Minister in the Presidency, Jeff Radebe, has welcomed an AU Summit resolution on behalf of Cabinet to establish “a united and functioning single military by year-end”.
He was referring to the long-awaited realisation of the African Standby Force (ASF), an AU initiative that takes another step forward at the SA Army Combat Training Centre (CTC) in Northern Cape later this year.
The Amani Africa 11 field training exercise is set down for Lohathla from October 19 to November 7 as another chapter in making the ASF operational, which the AU maintains it will be by year-end.
A number of preparatory meetings have been held in South Africa, Zimbabwe at AU headquarters in Addis Ababa to finalise the exercise with the latest underway – regarding logistic aspects – underway in Kimberley this weekend.
With around 5,000 troops expected to take part the exercise looks set to be the single largest military exercise in South Africa since democracy 21 years ago.
African regional organisations including Southern African Development Community (SADC) as the main force, with ECOWAS (Economic Community of West African States), EASF (East Africa Standby Force) and ECCAS (Economic Community of Central African States) will contribute troops and equipment for Amani Africa, a Kiswahili phrase meaning “peace in Africa”.
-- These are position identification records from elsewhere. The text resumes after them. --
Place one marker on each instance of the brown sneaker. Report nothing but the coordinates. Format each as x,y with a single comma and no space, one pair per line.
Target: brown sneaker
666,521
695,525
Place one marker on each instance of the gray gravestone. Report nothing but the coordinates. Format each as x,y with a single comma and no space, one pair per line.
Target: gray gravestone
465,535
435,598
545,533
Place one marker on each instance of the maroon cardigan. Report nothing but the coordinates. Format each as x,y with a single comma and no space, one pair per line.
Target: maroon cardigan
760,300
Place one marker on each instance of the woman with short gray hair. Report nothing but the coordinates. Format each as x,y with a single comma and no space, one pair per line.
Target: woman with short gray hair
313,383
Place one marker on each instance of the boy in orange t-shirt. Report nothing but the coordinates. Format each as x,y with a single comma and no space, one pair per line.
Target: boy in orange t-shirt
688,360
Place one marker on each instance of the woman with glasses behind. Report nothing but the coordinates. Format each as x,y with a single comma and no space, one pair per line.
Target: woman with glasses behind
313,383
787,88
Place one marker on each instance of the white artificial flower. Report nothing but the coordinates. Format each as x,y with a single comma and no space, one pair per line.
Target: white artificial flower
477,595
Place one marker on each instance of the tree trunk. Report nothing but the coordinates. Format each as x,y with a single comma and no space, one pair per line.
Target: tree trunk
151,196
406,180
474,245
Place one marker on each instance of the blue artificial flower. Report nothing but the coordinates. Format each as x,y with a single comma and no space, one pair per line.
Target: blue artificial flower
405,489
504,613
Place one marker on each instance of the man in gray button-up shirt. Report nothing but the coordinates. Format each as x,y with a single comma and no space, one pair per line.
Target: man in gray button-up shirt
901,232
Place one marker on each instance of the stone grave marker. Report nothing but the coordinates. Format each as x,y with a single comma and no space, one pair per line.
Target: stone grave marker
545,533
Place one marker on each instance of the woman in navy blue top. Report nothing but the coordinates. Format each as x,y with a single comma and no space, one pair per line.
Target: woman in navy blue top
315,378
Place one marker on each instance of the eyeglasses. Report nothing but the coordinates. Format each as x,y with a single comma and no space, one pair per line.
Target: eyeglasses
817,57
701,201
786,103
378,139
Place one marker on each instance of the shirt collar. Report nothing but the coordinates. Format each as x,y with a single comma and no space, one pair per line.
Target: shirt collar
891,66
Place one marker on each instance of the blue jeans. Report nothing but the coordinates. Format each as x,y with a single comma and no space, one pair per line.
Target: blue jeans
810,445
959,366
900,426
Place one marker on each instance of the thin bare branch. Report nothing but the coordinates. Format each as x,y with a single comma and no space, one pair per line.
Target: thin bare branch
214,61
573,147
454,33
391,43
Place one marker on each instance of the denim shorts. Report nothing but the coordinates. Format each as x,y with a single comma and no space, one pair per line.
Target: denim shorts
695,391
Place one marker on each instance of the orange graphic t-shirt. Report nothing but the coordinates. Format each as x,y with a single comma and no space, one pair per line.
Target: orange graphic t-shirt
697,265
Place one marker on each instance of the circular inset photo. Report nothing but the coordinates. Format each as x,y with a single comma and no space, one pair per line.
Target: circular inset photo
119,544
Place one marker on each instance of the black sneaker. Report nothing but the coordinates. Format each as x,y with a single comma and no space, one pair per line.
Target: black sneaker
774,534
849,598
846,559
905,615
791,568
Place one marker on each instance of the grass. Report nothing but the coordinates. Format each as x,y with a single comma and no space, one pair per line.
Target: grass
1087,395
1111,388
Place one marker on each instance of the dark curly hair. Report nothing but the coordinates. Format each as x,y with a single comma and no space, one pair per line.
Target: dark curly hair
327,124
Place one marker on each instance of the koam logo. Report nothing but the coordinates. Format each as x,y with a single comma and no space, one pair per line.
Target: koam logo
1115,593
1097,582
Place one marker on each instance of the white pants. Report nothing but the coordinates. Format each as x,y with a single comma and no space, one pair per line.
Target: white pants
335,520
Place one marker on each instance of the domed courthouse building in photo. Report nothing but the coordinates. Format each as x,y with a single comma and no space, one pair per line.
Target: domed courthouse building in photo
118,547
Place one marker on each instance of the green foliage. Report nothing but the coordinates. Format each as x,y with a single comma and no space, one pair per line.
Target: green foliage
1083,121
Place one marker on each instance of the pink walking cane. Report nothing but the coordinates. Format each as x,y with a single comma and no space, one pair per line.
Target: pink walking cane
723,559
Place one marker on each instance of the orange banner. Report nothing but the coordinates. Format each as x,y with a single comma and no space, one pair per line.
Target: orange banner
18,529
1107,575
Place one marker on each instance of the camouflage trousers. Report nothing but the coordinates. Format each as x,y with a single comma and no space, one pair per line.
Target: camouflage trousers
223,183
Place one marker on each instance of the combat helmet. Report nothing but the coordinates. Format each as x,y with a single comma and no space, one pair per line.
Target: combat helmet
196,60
The AU field training exercise will also take the place of the annual SA Army’s Exercise Seboka this year. Last year this annual force preparedness exercise was held but was rejigged to be an exercise for the African Capacity for Immediate Response to Crises (ACIRC) force, a forerunner to the AU’s African Standby Force (ASF) with South Africa currently the leading proponent and contributor.